Friday, Aug. 24, 1962
Happy to Be There
President Kennedy looked across the flat land toward the Missouri River, its waters imprisoned behind the world's largest rolled earth dam (Oahe: 242 ft. high, 9,300 ft. long). Behind the river rose the brown buttes of South Dakota's cattle country. The President opened his speech to some 9,000 persons with a deeply heartfelt cliche: "I want to express my great pleasure and tell you what a privilege it is to leave Washington these days and come out here." Kennedy had every reason to enjoy being away from Washington: the Democratic Congress was still giving him fits, and the U.S. space lag was apparent.
Thus it was a relief for Kennedy to take off on what White House staffers, with straight faces, called a "nonpolitical" weekend trip. In speeches in South Dakota, Colorado and California, he stuck mainly to bipartisan subjects of interest in the West: conservation and reclamation, water and power, floods and dams. But he well knew that for a politician there is no such thing as a nonpolitical handshake --and that the folks beaming up at him would suffer no amnesia on election day.
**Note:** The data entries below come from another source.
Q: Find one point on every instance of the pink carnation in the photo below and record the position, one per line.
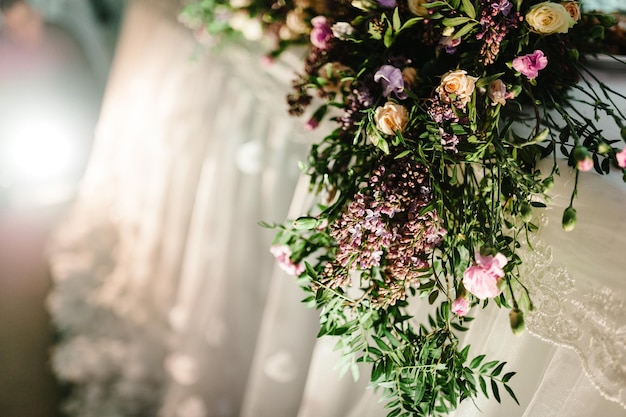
(621, 158)
(530, 64)
(460, 306)
(322, 33)
(482, 279)
(282, 254)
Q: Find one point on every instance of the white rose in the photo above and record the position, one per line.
(497, 92)
(391, 118)
(547, 18)
(456, 83)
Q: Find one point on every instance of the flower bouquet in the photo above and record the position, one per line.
(428, 185)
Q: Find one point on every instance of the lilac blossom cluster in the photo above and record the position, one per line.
(441, 113)
(496, 20)
(383, 227)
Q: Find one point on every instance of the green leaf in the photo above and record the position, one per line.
(464, 30)
(511, 393)
(468, 7)
(476, 361)
(497, 371)
(305, 223)
(397, 24)
(455, 21)
(487, 366)
(494, 389)
(483, 385)
(433, 297)
(411, 22)
(508, 376)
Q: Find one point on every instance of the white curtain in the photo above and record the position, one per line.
(168, 302)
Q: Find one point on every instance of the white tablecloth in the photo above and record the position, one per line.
(169, 302)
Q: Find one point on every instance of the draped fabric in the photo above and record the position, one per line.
(168, 302)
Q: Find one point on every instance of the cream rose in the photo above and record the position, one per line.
(573, 10)
(391, 118)
(456, 83)
(547, 18)
(416, 7)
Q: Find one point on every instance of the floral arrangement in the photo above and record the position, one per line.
(428, 184)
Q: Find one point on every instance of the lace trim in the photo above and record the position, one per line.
(583, 316)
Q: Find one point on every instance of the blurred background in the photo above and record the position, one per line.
(54, 61)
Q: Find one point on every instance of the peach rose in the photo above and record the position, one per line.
(391, 118)
(573, 10)
(496, 91)
(456, 83)
(547, 18)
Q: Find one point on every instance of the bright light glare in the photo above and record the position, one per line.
(38, 151)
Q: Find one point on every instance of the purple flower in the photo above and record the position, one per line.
(530, 64)
(321, 34)
(504, 7)
(449, 44)
(621, 158)
(391, 79)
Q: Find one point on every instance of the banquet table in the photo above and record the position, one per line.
(166, 298)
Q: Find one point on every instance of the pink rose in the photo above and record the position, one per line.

Powerhouse Performance. In small Pierre, S. Dak. (pop. 10,500), Kennedy paid his respects to welcoming officials-then broke for the airport fence to shake at least 200 hands among some 2,500 people pressing to see him. He was in South Dakota, ostensibly, to help dedicate a new 595,000-kw. Oahe Dam powerhouse. But the real reason for his presence was right at Kennedy's elbow: Democrat George McGovern, South Dakota Congressman from 1957 to 1961, Kennedy's Food for Peace director until last month, now a candidate for the U.S. Senate. McGovern, running neck and neck with Republican Incumbent Joe Henry Bottum (who is filling the vacancy created by the death of Republican Francis Case), greeted Kennedy at the airport, rode beside him in an open convertible to the dam, sat on the speech platform.
On the presidential plane, as Kennedy flew into Pueblo, Colo., for a speech about a $170 million project to divert water from the Fryingpan and Roaring Fork rivers on the western slopes of the Rockies into the Arkansas River valley on the east, was Colorado's Democratic Senator John Carroll. A loyal Kennedy backer in Congress, Carroll faces a stiff re-election challenge this year from Republican Representative Peter Dominick. It was Carroll who introduced Kennedy to some 8,000 cheering spectators in the Pueblo High School Stadium.
Sharing the Plunger. The most conspicuous greeter, as Kennedy arrived at California's Castle Air Force Base, was Democratic Governor Pat Brown, who needs all the help he can get from all the Kennedys he can lure West in his re-election fight against Richard Nixon. Aft er an overnight stay in Yosemite National Park, the President ignited explosives to break ground for a dam and reservoir in the $500 million San Luis water project in the San Joaquin Valley -- a vital link in Brown's plan to meet the multiplying water needs of Southern California.
Brown sat beside Kennedy during the ceremonies, made a speech of his own, shared a twin plunger with the President to set off the dynamite and send red, green and purple smoke over the valley.
Said Kennedy in his speech: "I believe all Californians will long remember the water leadership of Pat Brown." Greater tribute no politician could hope for.